Hamilton looked like even less of a possibility when Crawford was one of the pieces coming to Chavez Ravine in the blockbuster trade with the Boston Red Sox. With all three outfield spots spoken for, where would Hamilton play for the Dodgers?
So perhaps it shouldn't be a surprise that ESPN's Buster Olney heard from sources that the Dodgers were "open to the idea" of trading Ethier. CBS Sports' Jon Heyman soon followed up with a report that said Ethier wouldn't be traded. But they can't both be right.
Heyman's source told him that one of the reasons the Dodgers would hold on to Ethier is because Kemp and Crawford might not be available at the beginning of the season while they recover from shoulder and elbow injuries, respectively.
But that hardly means the team wouldn't trade Ethier if it meant clearing a space on the roster and payroll for Hamilton.
If anything, it could mean that Colletti wouldn't trade Ethier while Kemp and Crawford were sidelined. Of course, he'd become trade bait the instant one of those players returned.
Any team looking for a left-handed power hitter for a corner outfield spot would probably be interested in Ethier. His deal might even be cheaper than what Nick Swisher gets on the open market.
The competition for Hamilton's services figures to be fierce, even with his reported contract demands. But MLB's other big spenders, the Yankees and Red Sox, are supposedly looking to reign in spending a bit. The Angels have an outfield glut, but could have an opening if Torii Hunter leaves as a free agent and GM Jerry Dipoto is able to trade Vernon Wells.

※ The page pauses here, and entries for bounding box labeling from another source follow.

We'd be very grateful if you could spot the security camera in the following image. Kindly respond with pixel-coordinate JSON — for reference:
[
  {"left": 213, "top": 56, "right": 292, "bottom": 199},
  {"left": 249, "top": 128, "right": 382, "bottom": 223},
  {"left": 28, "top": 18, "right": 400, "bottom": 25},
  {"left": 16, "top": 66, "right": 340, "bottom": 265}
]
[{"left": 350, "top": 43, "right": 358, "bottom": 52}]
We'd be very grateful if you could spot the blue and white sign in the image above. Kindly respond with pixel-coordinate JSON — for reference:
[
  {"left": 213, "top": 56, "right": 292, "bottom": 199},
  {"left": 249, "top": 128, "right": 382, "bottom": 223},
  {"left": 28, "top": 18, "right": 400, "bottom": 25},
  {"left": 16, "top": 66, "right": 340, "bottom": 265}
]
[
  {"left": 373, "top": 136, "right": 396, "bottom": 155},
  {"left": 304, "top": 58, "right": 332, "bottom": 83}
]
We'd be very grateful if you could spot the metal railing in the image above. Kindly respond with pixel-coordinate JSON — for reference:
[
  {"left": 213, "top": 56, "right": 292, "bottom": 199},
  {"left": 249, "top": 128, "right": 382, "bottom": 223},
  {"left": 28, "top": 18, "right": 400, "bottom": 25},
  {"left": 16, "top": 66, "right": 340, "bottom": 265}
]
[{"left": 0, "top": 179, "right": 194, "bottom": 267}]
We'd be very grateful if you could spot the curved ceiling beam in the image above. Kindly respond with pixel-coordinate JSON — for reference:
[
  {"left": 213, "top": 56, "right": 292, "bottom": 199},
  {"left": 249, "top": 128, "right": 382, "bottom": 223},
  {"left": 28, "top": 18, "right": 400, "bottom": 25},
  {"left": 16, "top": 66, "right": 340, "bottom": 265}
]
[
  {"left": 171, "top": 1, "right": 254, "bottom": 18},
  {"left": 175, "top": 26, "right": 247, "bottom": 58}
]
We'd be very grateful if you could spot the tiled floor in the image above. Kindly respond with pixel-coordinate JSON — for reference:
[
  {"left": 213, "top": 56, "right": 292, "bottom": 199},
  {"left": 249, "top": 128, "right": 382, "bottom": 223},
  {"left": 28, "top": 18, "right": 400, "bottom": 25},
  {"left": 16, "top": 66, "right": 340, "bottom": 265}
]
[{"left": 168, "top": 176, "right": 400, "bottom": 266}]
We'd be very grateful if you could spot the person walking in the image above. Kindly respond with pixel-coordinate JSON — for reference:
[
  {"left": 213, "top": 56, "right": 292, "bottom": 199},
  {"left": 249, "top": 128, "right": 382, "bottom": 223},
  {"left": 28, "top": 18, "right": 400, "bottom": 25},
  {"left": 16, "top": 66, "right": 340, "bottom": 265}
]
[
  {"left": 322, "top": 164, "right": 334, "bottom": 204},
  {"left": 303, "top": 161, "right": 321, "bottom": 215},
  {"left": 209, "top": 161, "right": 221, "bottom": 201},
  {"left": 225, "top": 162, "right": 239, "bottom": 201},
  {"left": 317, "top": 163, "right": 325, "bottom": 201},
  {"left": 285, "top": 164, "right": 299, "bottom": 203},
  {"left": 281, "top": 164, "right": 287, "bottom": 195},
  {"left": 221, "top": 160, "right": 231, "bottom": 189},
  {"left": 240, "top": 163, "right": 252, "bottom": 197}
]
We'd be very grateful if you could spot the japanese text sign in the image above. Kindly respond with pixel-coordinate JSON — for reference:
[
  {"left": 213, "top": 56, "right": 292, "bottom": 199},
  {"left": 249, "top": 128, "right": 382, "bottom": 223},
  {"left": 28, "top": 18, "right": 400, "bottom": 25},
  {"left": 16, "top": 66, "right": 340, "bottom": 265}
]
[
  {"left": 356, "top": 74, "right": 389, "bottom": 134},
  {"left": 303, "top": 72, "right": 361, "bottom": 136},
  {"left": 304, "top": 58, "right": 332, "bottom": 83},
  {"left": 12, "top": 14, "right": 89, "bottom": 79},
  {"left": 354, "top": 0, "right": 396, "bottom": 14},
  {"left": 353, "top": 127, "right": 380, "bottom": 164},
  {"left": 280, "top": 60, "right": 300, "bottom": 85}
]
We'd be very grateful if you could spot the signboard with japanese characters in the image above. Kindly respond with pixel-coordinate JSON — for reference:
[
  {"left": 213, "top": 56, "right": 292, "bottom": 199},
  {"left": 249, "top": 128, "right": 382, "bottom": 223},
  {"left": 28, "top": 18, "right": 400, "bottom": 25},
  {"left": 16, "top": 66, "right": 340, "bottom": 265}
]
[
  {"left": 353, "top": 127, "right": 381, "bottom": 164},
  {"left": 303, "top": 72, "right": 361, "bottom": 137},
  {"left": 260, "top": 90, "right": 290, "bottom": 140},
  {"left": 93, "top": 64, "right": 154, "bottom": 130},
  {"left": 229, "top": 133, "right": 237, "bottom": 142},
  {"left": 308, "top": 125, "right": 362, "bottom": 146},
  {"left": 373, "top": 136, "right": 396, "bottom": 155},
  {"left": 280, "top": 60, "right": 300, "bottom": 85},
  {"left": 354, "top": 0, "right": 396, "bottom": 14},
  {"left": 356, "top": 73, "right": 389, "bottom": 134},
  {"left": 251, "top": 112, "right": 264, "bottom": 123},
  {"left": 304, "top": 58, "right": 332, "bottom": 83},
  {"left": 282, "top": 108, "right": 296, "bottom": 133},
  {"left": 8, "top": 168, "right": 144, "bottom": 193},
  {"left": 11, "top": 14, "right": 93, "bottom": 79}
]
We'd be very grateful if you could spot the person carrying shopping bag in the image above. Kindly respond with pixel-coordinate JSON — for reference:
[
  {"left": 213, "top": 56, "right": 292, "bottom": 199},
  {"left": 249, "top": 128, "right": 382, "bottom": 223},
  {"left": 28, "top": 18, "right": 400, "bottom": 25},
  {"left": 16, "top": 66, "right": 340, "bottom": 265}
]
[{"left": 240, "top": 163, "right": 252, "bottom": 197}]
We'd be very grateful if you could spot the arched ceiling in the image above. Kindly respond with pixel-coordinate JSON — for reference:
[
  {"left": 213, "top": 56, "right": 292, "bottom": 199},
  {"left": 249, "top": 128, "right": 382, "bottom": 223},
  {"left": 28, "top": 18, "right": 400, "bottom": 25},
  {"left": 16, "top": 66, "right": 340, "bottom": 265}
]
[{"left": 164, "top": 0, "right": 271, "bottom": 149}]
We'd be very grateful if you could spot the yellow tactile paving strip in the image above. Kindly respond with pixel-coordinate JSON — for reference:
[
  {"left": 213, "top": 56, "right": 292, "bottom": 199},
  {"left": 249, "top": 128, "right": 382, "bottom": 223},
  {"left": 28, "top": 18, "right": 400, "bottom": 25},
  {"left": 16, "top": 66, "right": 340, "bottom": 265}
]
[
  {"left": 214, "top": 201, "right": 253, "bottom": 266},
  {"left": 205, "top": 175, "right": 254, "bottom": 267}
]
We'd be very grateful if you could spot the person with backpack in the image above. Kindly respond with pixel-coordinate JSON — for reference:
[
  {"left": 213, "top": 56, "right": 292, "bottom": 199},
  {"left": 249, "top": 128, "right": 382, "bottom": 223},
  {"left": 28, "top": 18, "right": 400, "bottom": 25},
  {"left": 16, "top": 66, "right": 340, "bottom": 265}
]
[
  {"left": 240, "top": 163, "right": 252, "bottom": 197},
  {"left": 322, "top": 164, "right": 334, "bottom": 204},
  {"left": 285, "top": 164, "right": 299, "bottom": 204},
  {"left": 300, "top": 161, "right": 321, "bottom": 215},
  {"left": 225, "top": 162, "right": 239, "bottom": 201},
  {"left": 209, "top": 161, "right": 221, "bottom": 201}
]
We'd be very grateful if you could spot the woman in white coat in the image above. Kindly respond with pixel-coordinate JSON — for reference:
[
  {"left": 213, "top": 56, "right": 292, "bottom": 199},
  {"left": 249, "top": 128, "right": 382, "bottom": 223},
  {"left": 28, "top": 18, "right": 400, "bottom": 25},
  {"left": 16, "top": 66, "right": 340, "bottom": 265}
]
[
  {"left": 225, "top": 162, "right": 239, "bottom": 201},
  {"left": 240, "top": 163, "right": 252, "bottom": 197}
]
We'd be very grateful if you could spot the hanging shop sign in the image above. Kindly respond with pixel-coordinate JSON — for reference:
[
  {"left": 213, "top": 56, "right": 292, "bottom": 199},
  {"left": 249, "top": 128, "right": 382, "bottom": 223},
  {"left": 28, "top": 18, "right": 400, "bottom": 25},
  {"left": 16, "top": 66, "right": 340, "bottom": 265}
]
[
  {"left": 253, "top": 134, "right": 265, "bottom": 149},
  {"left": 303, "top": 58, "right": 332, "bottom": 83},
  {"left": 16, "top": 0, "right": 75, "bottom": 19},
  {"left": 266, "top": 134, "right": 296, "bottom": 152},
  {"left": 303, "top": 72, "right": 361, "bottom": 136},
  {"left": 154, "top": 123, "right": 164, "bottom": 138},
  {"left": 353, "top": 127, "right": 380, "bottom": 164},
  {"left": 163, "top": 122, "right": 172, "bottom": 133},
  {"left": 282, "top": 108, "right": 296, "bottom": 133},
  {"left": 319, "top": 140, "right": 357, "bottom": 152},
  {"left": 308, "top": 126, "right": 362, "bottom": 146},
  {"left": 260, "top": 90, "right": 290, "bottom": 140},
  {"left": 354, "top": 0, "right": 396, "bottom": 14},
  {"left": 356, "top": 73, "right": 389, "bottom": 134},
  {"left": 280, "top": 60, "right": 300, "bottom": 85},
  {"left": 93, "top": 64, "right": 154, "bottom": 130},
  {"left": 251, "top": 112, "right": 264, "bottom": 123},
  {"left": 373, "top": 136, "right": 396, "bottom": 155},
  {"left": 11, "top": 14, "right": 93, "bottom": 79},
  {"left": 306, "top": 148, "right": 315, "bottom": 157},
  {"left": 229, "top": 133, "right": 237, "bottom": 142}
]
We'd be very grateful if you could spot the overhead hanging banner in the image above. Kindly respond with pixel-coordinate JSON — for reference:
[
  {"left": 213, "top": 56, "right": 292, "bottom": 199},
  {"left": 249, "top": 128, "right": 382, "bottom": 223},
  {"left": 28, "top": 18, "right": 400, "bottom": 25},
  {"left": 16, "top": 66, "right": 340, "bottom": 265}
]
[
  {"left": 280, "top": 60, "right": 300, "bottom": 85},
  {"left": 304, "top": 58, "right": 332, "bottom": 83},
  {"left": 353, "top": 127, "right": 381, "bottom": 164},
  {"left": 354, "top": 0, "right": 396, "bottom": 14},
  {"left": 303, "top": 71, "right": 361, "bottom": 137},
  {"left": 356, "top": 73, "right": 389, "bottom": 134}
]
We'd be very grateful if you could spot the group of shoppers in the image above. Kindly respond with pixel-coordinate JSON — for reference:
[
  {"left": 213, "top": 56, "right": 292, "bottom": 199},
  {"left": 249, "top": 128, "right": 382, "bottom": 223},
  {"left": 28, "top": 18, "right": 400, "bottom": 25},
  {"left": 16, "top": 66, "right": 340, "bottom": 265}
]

That could create an opportunity for the Dodgers to blow the competition away with a humongous offer, perhaps exceeding what Hamilton is allegedly seeking. The team can then figure out where Hamilton fits and how the rest of the roster works out later.
Hey, it's how the Dodgers did business at the trade deadline. Get the players and figure out the other details afterwards. If it meant getting a player of Hamilton's talent, why worry about the small stuff?